Call to take up measles vaccine after another lab-confirmed case in Scotland

Public Health Scotland said there had been two such cases across the country since October 2023, including a case reported on Thursday.

Scots are being urged to take up the measles, mumps and rubella (MMR) vaccine after another case of lab-confirmed measles.

Public Health Scotland said there had been two such cases across the country since October 2023, including a case reported on Thursday.

Measles can be a very serious condition, causing pneumonia and encephalitis (inflammation of the brain), and can affect people of any age if they have not been vaccinated. 

The World Health Organisation (WHO) issued a fresh warning over measles this week after an almost 45-fold rise in cases across Europe.

Measles: Rise in casesGetty Images

The rising trend is expected to continue if people do not vaccinate their children against the disease, according to the WHO.

And the head of the UK Health Security Agency warned the UK is on a “trajectory for everything getting much worse” when it comes to measles spreading.

Scotland is currently bucking the trend in terms of rising case numbers across Europe but health officials have warned against complacency.

Dr Sam Ghebrehewet, head of vaccination and immunisation at Public Health Scotland, said: “As measles cases continue to increase across other parts of the UK and Europe, we’re working with health boards to ensure that as many people as possible are fully vaccinated with the MMR vaccine.

“Two doses are needed to give full protection.” 

Anyone who hasn’t had two doses of the free MMR vaccine, as well as parents and carers of children who have missed a dose, is encouraged to visit the NHS Inform website to find out how to arrange an appointment in their local health board area.   

Uptake of MMR has declined across all UK nations in recent years and there remains a risk of infection in those who are not vaccinated or not fully vaccinated for their age. Having two doses of the MMR vaccine is the best way to be fully protected against measles. 

The MMR vaccine protects against measles with the first dose offered to children between 12-13 months, and the second dose offered at three years, four months.

A number of factors have been laid out by health experts as to why Scotland is bucking the trend on cases.

Researchers from Edinburgh University found in 2022 that an uptake in vaccination rates in Scotland could be closely linked to flexible working arrangements during the Covid-19 pandemic.

It was reported that parents had more time due to hybrid working models to take their children to vaccination appointments.

The overall increase, as investigated by Public Health Scotland and the university, found an additional 7,508 pre-school vaccinations being delivered on time during lockdown compared with the same period in 2019.

Dr Fiona McQuaid, clinical lecturer in paediatric medicine at the University of Edinburgh, said in 2022: “It’s encouraging to find that more children under five received their vaccines on time during lockdown, despite concerns that uptake might fall.

“It’s important that we continue this research to find out why this happened and how we can continue to encourage high immunisation rates to ensure children remain protected against many infectious diseases.”
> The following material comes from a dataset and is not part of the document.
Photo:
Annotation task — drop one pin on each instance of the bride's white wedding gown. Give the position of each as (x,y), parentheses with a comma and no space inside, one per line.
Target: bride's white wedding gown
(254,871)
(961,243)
Figures up to September 2023 from Public Health Scotland (PHS) showed 93.3% of children had the first dose of MMR vaccine by age two last year.
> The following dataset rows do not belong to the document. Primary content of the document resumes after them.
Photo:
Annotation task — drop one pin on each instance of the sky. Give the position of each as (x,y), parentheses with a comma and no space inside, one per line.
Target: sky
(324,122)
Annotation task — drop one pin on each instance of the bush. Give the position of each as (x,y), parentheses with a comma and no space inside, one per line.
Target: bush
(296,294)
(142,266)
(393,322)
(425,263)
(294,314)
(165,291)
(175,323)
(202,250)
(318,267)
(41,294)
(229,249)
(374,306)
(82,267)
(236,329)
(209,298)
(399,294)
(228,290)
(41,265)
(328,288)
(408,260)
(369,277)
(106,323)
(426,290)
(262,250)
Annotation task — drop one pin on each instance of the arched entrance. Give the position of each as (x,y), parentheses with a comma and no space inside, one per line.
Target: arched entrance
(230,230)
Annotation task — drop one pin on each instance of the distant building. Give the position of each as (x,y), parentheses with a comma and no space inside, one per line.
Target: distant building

This figure rose to 95.8% for children who had reached age five.

Further information on measles and how to check you / your child is fully protected can be found on MMR against measles | NHS inform. 
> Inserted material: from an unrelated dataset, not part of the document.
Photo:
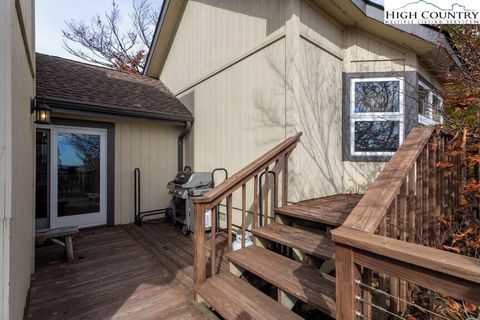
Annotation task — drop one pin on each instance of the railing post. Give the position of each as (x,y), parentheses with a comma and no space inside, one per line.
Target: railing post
(346,288)
(199,254)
What are the symptoms of measles – and who is most at risk?

Measles can affect anyone at any age, old or young.

Symptoms normally start with a high fever and rashes which can clear after around 10 days.

Long-term complications can arise, however, with diseases such as pneumonia and meningitis.

Blindness and seizures have also been named as potential side effects to the infection.

Pregnant women, babies who are too young to be vaccinated and immunocompromised people are most at risk according to health experts.

During pregnancy, the infection can lead to stillbirth, miscarriage and babies being born at a low weight.